RB68 Tue 21-Jun-16 15:15:03

For the tree removal I wouldn't worry about the notice - its in the parking area for goodness sake. 4 months - not really suprised - have you tried hiring tree surgeons at this time of year??? There is a waiting time and it may get put forward too dependent on weather etc. Anything inside the house they do need to give notice.

Coming in without knocking shouldn't have happened full stop end of. I would email or pop a note to Landlord and just say I appreciate he was working in the parking lot and I had seen him and waived but it is not appropriate to just walk into the flat without knocking, please can he knock in future or give appropriate notice in future of entry to the property (24hrs).

RobinsAreTerritorialFuckers Tue 21-Jun-16 15:15:57

I also think maybe he thought the wave was a 'come in' wave.

If it really bothers you, maybe next time say something like 'oh, knock on the door for me if want to come in, I'm just going to lock this as I've been worrying about security lately'.

Gide Tue 21-Jun-16 15:16:42

That's awful, I'd be very annoyed. Our landlady went looking for my car keys when we were away on holiday, went through drawers/phonebook to see if she could find someone to ring so she could move our car which was parked over the garage as directed. I was fuming, she saw nothing wrong with it. Bonkers. What he did was illegal, OP.

katie85whitehead Tue 21-Jun-16 15:18:12

They are suppose to give you 24 hours notice and if they know your in should knock before entering or been asked in

JacquesHammer Tue 21-Jun-16 15:30:29

I actually think this is a little different from the usual "landlord coming into my property" type posts.

He was there to do some maintenance - you had already waived so maybe he thought that was a "come find me when done".

He wasn't letting himself in to examine the property so in this instance I wouldn't be THAT bothered.

JacquesHammer Tue 21-Jun-16 15:30:55

Waived should or course be waved. DYAC

GarlicSteak Tue 21-Jun-16 15:32:28

He was in the wrong but I think it was probably lack of thought in the moment. You could send them a polite email reminding them to arrange a time and to knock/ring for entry.
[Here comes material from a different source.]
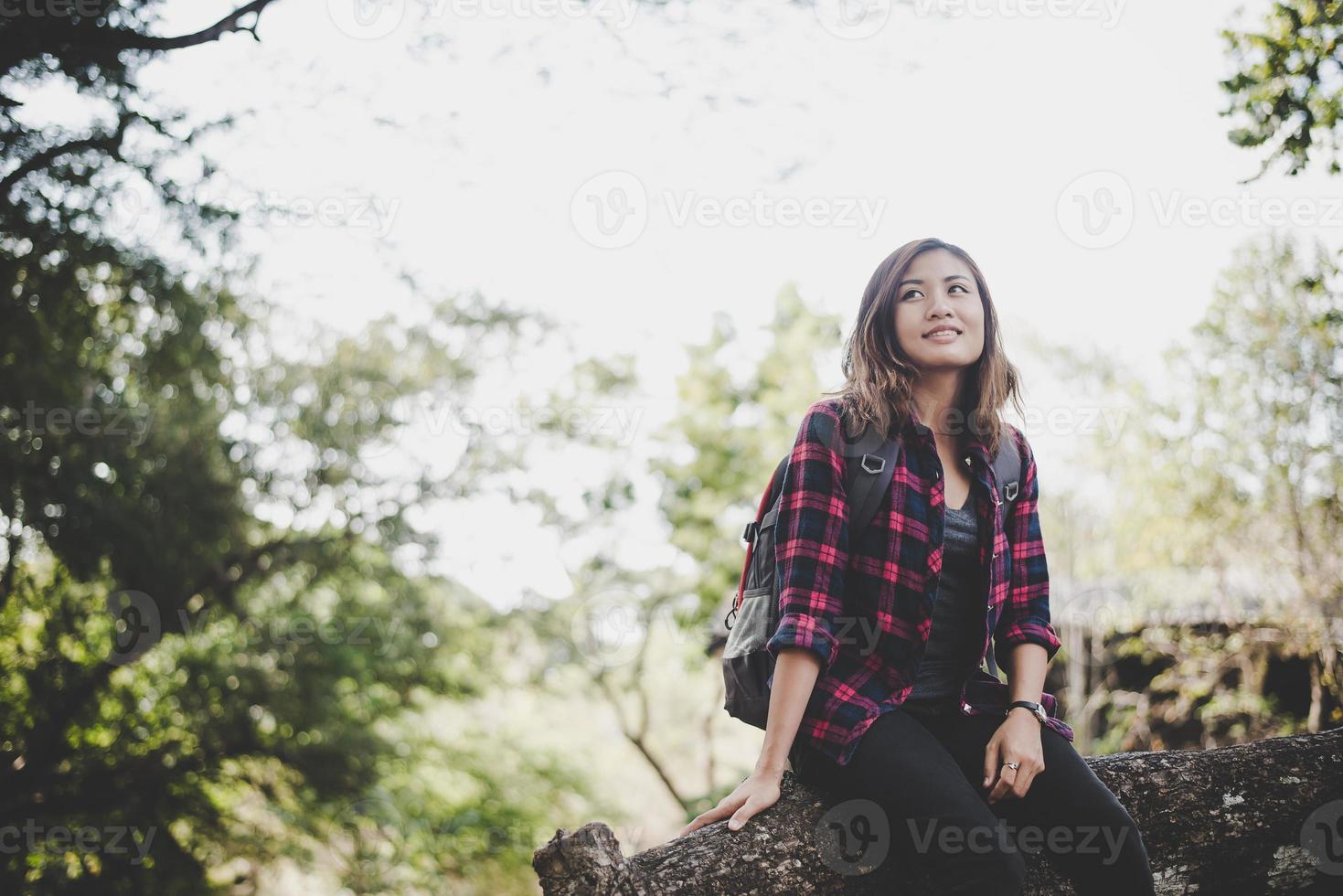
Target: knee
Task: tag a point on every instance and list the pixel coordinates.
(1004, 873)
Get angry if he does it again.

BluePitchFork Tue 21-Jun-16 15:38:13

They are suppose to give you 24 hours notice and need your consent if they want to come into your home
they can't just say 'we are coming on x date wether you like it or not'

Oldraver Tue 21-Jun-16 16:05:52

Yes totally wrong of him to enter your house without knocking and being asked in.
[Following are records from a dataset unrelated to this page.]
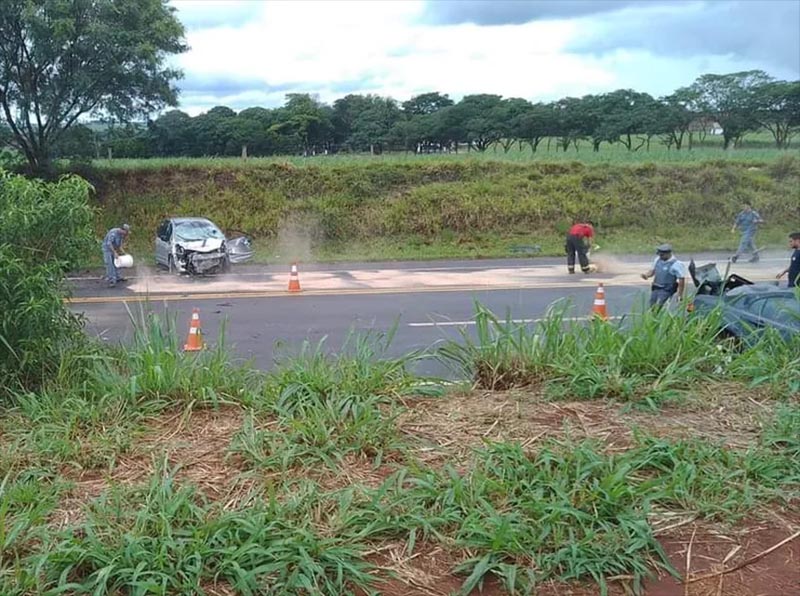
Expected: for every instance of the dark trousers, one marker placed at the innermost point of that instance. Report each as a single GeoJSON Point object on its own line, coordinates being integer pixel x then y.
{"type": "Point", "coordinates": [576, 246]}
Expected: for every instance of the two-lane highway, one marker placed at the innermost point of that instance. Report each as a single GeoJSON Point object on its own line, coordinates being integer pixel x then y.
{"type": "Point", "coordinates": [429, 302]}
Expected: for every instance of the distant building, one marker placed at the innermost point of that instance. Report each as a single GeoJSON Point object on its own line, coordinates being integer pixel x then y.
{"type": "Point", "coordinates": [706, 125]}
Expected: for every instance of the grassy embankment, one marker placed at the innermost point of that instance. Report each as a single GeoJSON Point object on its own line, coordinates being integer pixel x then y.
{"type": "Point", "coordinates": [456, 206]}
{"type": "Point", "coordinates": [580, 457]}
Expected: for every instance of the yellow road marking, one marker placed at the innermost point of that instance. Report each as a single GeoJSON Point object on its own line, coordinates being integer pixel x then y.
{"type": "Point", "coordinates": [336, 292]}
{"type": "Point", "coordinates": [588, 283]}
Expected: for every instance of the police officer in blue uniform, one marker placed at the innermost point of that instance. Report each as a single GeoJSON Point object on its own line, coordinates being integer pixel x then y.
{"type": "Point", "coordinates": [669, 276]}
{"type": "Point", "coordinates": [112, 248]}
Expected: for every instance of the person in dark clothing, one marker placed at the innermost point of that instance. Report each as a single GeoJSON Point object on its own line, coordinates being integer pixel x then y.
{"type": "Point", "coordinates": [579, 240]}
{"type": "Point", "coordinates": [669, 277]}
{"type": "Point", "coordinates": [794, 264]}
{"type": "Point", "coordinates": [112, 249]}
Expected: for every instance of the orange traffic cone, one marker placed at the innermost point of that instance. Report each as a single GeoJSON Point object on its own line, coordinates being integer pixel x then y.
{"type": "Point", "coordinates": [599, 306]}
{"type": "Point", "coordinates": [294, 279]}
{"type": "Point", "coordinates": [194, 343]}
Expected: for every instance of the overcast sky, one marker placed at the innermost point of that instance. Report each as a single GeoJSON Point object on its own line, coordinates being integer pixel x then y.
{"type": "Point", "coordinates": [252, 52]}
The tree should of sorted that yourself

SideOfFoot Tue 21-Jun-16 16:10:20

I think the fact that you had acknowledged him already was taken as a sign to just come in.
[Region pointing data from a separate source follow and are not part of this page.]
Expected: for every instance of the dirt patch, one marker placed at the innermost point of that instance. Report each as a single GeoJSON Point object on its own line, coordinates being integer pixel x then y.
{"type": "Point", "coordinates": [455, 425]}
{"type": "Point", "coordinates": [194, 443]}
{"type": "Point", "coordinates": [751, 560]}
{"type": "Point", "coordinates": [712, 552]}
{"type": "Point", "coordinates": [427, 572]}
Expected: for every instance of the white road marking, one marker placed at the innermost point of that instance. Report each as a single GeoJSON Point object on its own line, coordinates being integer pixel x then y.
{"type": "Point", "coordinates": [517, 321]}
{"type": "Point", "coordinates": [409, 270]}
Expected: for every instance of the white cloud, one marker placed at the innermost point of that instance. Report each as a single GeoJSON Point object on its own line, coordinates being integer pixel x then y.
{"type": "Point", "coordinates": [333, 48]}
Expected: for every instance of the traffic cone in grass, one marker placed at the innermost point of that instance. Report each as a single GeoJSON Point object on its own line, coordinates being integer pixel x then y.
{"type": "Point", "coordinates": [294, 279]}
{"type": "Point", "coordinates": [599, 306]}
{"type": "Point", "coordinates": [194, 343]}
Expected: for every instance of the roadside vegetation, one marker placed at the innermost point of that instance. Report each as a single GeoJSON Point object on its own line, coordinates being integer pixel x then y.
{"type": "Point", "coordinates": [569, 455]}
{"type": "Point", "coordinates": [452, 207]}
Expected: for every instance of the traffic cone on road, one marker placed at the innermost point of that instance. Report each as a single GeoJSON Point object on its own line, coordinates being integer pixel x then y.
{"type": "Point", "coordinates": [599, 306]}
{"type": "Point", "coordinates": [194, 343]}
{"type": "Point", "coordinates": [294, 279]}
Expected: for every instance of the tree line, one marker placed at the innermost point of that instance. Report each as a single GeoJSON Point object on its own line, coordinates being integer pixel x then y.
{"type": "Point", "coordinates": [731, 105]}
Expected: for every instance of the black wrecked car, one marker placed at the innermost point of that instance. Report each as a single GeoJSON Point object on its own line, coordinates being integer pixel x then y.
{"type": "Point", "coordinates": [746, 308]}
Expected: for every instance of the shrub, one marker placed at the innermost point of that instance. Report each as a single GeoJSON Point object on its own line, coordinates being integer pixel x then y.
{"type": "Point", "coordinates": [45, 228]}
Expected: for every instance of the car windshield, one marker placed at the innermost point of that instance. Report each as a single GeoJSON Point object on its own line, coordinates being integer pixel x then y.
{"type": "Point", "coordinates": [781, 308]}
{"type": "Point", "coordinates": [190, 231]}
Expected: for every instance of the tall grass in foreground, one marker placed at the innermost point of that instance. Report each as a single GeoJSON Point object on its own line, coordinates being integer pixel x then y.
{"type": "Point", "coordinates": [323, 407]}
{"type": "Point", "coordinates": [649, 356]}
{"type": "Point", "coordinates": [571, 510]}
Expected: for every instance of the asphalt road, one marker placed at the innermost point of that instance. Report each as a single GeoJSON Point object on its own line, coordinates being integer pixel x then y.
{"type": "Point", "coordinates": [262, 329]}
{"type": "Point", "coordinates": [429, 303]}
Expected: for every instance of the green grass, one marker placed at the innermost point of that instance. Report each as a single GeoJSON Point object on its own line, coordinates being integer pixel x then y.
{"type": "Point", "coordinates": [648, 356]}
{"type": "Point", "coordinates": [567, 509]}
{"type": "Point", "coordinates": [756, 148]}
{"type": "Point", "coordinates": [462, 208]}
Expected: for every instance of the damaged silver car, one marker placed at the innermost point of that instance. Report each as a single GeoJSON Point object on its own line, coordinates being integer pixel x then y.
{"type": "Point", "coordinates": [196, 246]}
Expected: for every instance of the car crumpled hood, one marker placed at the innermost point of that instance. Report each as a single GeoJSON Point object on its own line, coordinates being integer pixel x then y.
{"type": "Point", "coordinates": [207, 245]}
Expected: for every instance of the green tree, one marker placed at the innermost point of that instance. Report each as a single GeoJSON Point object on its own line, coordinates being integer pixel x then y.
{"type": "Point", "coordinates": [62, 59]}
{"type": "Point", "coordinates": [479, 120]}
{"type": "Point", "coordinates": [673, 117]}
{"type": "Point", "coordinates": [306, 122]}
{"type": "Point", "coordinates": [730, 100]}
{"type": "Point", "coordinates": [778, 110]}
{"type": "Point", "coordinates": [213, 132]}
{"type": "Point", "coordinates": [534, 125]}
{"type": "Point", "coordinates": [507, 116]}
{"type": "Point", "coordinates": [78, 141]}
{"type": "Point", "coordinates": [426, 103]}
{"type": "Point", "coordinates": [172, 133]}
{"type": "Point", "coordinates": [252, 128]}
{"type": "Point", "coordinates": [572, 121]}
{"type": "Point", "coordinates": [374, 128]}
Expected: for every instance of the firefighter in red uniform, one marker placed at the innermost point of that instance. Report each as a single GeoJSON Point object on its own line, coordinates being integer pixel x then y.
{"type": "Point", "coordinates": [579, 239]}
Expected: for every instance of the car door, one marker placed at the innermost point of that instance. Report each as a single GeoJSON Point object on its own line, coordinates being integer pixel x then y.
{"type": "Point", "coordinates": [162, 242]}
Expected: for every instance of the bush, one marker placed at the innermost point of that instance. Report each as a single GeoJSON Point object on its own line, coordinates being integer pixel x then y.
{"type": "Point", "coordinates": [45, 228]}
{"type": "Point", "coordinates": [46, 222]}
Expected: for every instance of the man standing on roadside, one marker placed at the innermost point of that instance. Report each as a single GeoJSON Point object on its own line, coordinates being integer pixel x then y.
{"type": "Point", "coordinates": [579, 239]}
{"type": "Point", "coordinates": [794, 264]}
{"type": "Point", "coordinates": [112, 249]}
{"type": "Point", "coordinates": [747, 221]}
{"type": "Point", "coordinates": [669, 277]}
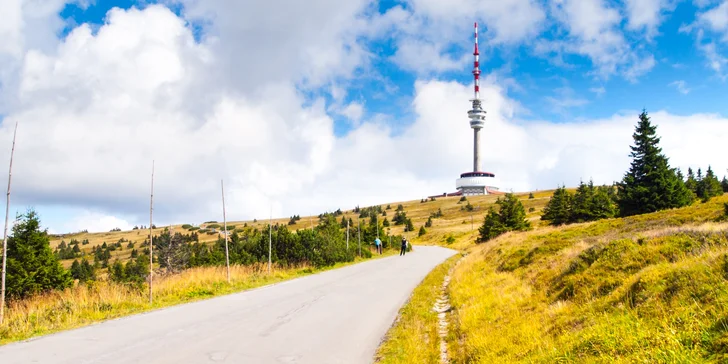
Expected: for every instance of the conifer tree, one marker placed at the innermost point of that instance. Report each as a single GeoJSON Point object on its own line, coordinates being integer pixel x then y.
{"type": "Point", "coordinates": [492, 226]}
{"type": "Point", "coordinates": [581, 203]}
{"type": "Point", "coordinates": [558, 209]}
{"type": "Point", "coordinates": [691, 183]}
{"type": "Point", "coordinates": [602, 205]}
{"type": "Point", "coordinates": [710, 186]}
{"type": "Point", "coordinates": [510, 217]}
{"type": "Point", "coordinates": [650, 184]}
{"type": "Point", "coordinates": [32, 267]}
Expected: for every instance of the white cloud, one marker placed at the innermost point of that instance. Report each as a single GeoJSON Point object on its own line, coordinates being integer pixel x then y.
{"type": "Point", "coordinates": [96, 109]}
{"type": "Point", "coordinates": [598, 90]}
{"type": "Point", "coordinates": [426, 32]}
{"type": "Point", "coordinates": [681, 86]}
{"type": "Point", "coordinates": [565, 99]}
{"type": "Point", "coordinates": [647, 14]}
{"type": "Point", "coordinates": [710, 23]}
{"type": "Point", "coordinates": [716, 19]}
{"type": "Point", "coordinates": [354, 111]}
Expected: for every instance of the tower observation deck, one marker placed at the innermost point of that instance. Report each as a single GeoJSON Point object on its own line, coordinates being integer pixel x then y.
{"type": "Point", "coordinates": [476, 182]}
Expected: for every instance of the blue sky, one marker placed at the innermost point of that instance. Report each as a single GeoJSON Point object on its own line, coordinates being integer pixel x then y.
{"type": "Point", "coordinates": [541, 82]}
{"type": "Point", "coordinates": [582, 67]}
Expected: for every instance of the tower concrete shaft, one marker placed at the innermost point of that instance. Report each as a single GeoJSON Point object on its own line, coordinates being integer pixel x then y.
{"type": "Point", "coordinates": [476, 150]}
{"type": "Point", "coordinates": [476, 114]}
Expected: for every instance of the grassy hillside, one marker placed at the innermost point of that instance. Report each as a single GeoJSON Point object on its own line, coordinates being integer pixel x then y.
{"type": "Point", "coordinates": [645, 288]}
{"type": "Point", "coordinates": [455, 222]}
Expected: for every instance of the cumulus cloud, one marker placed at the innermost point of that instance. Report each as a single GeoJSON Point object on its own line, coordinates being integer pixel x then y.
{"type": "Point", "coordinates": [647, 15]}
{"type": "Point", "coordinates": [681, 86]}
{"type": "Point", "coordinates": [98, 106]}
{"type": "Point", "coordinates": [711, 29]}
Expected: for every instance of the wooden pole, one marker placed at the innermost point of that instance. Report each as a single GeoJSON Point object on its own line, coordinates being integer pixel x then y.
{"type": "Point", "coordinates": [151, 243]}
{"type": "Point", "coordinates": [5, 235]}
{"type": "Point", "coordinates": [359, 231]}
{"type": "Point", "coordinates": [224, 222]}
{"type": "Point", "coordinates": [270, 238]}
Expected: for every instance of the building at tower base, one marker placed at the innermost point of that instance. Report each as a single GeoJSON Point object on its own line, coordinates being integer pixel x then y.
{"type": "Point", "coordinates": [477, 183]}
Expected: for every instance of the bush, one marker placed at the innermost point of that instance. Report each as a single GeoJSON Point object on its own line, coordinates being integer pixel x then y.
{"type": "Point", "coordinates": [32, 267]}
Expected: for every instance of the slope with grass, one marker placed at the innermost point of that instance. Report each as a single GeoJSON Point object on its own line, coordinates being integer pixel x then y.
{"type": "Point", "coordinates": [645, 288]}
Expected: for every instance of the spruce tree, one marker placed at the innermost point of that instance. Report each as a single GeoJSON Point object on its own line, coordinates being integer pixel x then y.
{"type": "Point", "coordinates": [510, 217]}
{"type": "Point", "coordinates": [492, 226]}
{"type": "Point", "coordinates": [602, 205]}
{"type": "Point", "coordinates": [32, 267]}
{"type": "Point", "coordinates": [512, 213]}
{"type": "Point", "coordinates": [650, 184]}
{"type": "Point", "coordinates": [710, 186]}
{"type": "Point", "coordinates": [581, 203]}
{"type": "Point", "coordinates": [691, 183]}
{"type": "Point", "coordinates": [558, 209]}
purplefox Tue 21-Jun-16 16:17:06

It may be their house but its your home and they are breaking the tenancy agreement.

eggpoacher Tue 21-Jun-16 17:27:09

I came home once to find all the carpets ripped up and the floorboards removed. Funnily enough, when I moved out shortly after, they never chased me up on my unpaid utility bills. These landlords think they can do whatever they like, the bastards.